Whenever the characters discuss the possible explanations for Daniel’s (and later the sisters’) disappearances, the movie splices in scenes depicting these situations. At first I found this confusing (and wondered why they would bother going to the effort of it), but by the end I realised why they were there. Usually a movie will only show you (the viewer) what is actually happening. By including these scenes, our perception of what really occurs is challenged (and not in a bullshit, Mulholland Drive way). I (because I’m a dumbass/am a lazy dumbass) personally think the monster story is correct, but any of these possibilities are equally viable. Layers, people!
The performances are pretty decent for indie trash like this. Callie and Tricia start out a bit awkward, but both do a surprisingly good job beyond just reciting dialogue.
Callie looks like Katee Sackhoff, which reminds me of Battlestar Galactica, which makes me happy.
She also gets a pretty sexy line: (after coming back from a run) “I smell like an armpit’s asshole.” Hot.
Daylight horror is terrifying. Goddamn suburbia, you creepy.
And the ending gave me tingles all over. Something about the restraint the film uses in what should have been a no-holds barred mega fuck of a climax makes me uncomfortable. Like, “watching The Hills sober” uncomfortable.
Reasons to hate:
The plot is not only one dimensional, but seemingly easy to resolve. As soon as Daniel showed up again, they should have gotten the fuck away from that tunnel. Like, literally gone anywhere. I know the monster demonstrates the ability to follow them, but that was only inside the house, and Callie’s research indicates that the disappearances are geographically motivated. JUST. LEAVE. Insidious showed us that characters can be smart and get the fuck away from the evil house but still include reasons why it doesn’t always work. When they so clearly believe that this place is harmful, it’s embarrassing that they don’t even discuss getting their asses out of there.

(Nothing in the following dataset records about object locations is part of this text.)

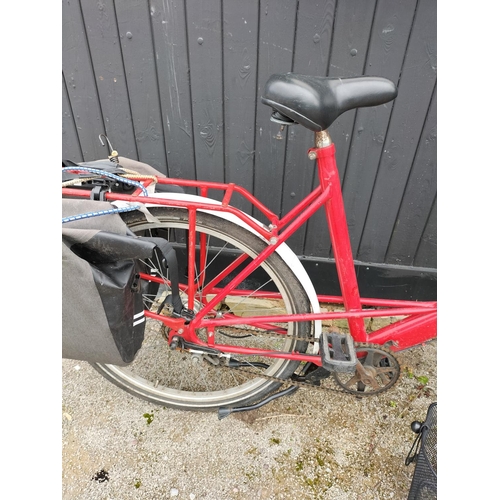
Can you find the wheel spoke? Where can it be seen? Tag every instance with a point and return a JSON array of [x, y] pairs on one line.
[[174, 377]]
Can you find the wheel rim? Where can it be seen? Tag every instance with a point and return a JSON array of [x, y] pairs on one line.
[[180, 379]]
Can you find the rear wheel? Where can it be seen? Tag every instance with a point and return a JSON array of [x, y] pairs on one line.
[[200, 381]]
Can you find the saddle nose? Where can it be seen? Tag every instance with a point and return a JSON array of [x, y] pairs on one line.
[[316, 102]]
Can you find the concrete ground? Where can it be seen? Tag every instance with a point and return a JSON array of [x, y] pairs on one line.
[[310, 445]]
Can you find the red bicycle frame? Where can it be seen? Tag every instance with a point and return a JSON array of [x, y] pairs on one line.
[[417, 321]]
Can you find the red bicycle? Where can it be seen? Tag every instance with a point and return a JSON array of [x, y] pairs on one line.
[[244, 319]]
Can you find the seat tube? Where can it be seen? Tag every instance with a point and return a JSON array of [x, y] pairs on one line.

The few scares really aren’t that impressive. At least they decided to be very vague about the monster (ie: not fucking showing it. Are you listening, M. Night?).
Even though it’s intentionally light on the slicing and dicing, I think a little more proper horror action would have helped.
And all the main characters don’t make it (except the detective, but I don’t care about him). Is it such a crime to have horror movie heroes actually win once in a while? Are we not over this whole “kill ’em all” thing yet?
Not everyone will be able to like this. About halfway through I had to decide whether or not I could allow a movie to be flat like this. I’m glad I stayed. It’s not shit. 3 out of 5 stars.